На главную

В годы реакции

После 1905 г. другой стала Россия народных масс: она многое поняла и научилась действовать. В фундаменте абсолютизма появились глубокие трещины. Но это были еще подспудные перемены. А пока в стране свирепствовала реакция.

Ее недаром прозвали столыпинской. Бывший гродненский и саратовский губернатор, прославившийся расправами с бунтующими крестьянами и угнетенными народностями, П. А. Столыпин в 1906 г. стал министром внутренних дел, а вскоре занял также пост председателя Совета министров. Таким образом он приобрел фактически диктаторскую власть. Царь и его окружение пошли на это, надеясь, что «сильному человеку», «русскому Бисмарку», удастся сплотить все имущие классы и осуществить общую их цель: предотвратить в России новую революцию.

«Сначала успокоение, потом реформы», — провозгласил Столыпин. Это значило, что, какие бы реформы ни оказался вынужденным проводить или только обещать царизм, первым условием их было — уничтожить активные революционные силы, «успокоив» навсегда народ. «Стреляйте в упор!» — призывал карателей с трибуны III Государственной думы один из крайних правых. Буржуазия либо открыто приветствовала репрессии, либо — в лице либерального своего крыла — на словах осуждала их, одновременно голосуя в Думе за царский бюджет, за проекты главных законов, вносимых правительством. Мы «оппозиция Его Величества, а не Его Величеству», — заявил во время заграничной поездки, на официальном приеме в Лондоне, лидер кадетов профессор истории П. Н. Милюков.

Торжество реакции после гигантского взлета революции и первых глотков свободы смутило многие души. Усталость и разочарование, не говоря уже об откровенном отступничестве многих вчерашних попутчиков революционного движения, были страшнее для будущего, чем даже «столыпинские галстуки» (так нарекли виселицы). Кто выйдет победителем в борьбе за человеческий разум и совесть, могло показать лишь 'время. Но чтобы отвоевать время, революционерам надо было отступить с возможно меньшими потерями — физическими и моральными. Это понимали большевики, сторонники Ленина.

Владимиру Ильичу еще осенью 1906 г. пришлось оставить Петербург (куда он вернулся из эмиграции в ноябре 1905 г.) и поселиться недалеко от столицы, в финском поселке Куоккала. Хотя Финляндия была частью Российской империи, она пользовалась автономией, ее граждане имели больше прав, чем другие подданные царя. Лишь в разгар реакции (1910) эти права были сильно урезаны. Однако и раньше царские власти дотягивались своими щупальцами до революционеров. Сохранился документ: начальнику петербургской охранки предписывалось свыше собрать материал о В. И. Ульянове (Ленине) и «возбудить вопрос о выдаче его из Финляндии». Большевистский центр, заметив опасность, решил переправить своего вождя за границу.

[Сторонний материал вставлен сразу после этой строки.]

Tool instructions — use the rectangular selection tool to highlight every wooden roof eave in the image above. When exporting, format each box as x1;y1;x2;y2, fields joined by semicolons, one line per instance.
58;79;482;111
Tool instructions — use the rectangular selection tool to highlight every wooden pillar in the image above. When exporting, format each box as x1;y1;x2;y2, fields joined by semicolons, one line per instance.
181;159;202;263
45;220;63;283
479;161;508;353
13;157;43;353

В декабрьские дни 1907 г. началась вторая эмиграция Ленина, длилась она дольше (девять с лишним лет) и была много тяжелее первой. Н. К. Крупская вспоминает слова Владимира Ильича, сказанные им по приезде в Женеву: «У меня такое чувство, точно в гроб ложиться сюда приехал». Но Ленин умел брать себя в руки. Да и дела не ждали. Прежде всего надо было наладить связь с Россией. Там предстояло восстановить большинство подпольных партийных организаций, разрушенных жандармами. Не менее важно и еще более трудно было проникнуть умственным взором в дальнейшее развитие событий, ответив себе и другим на вопрос: какие пути могут и должны привести к новому, еще более могучему революционному натиску? Ведь именно вокруг этого вопроса разгорелись тогда жаркие идейные схватки.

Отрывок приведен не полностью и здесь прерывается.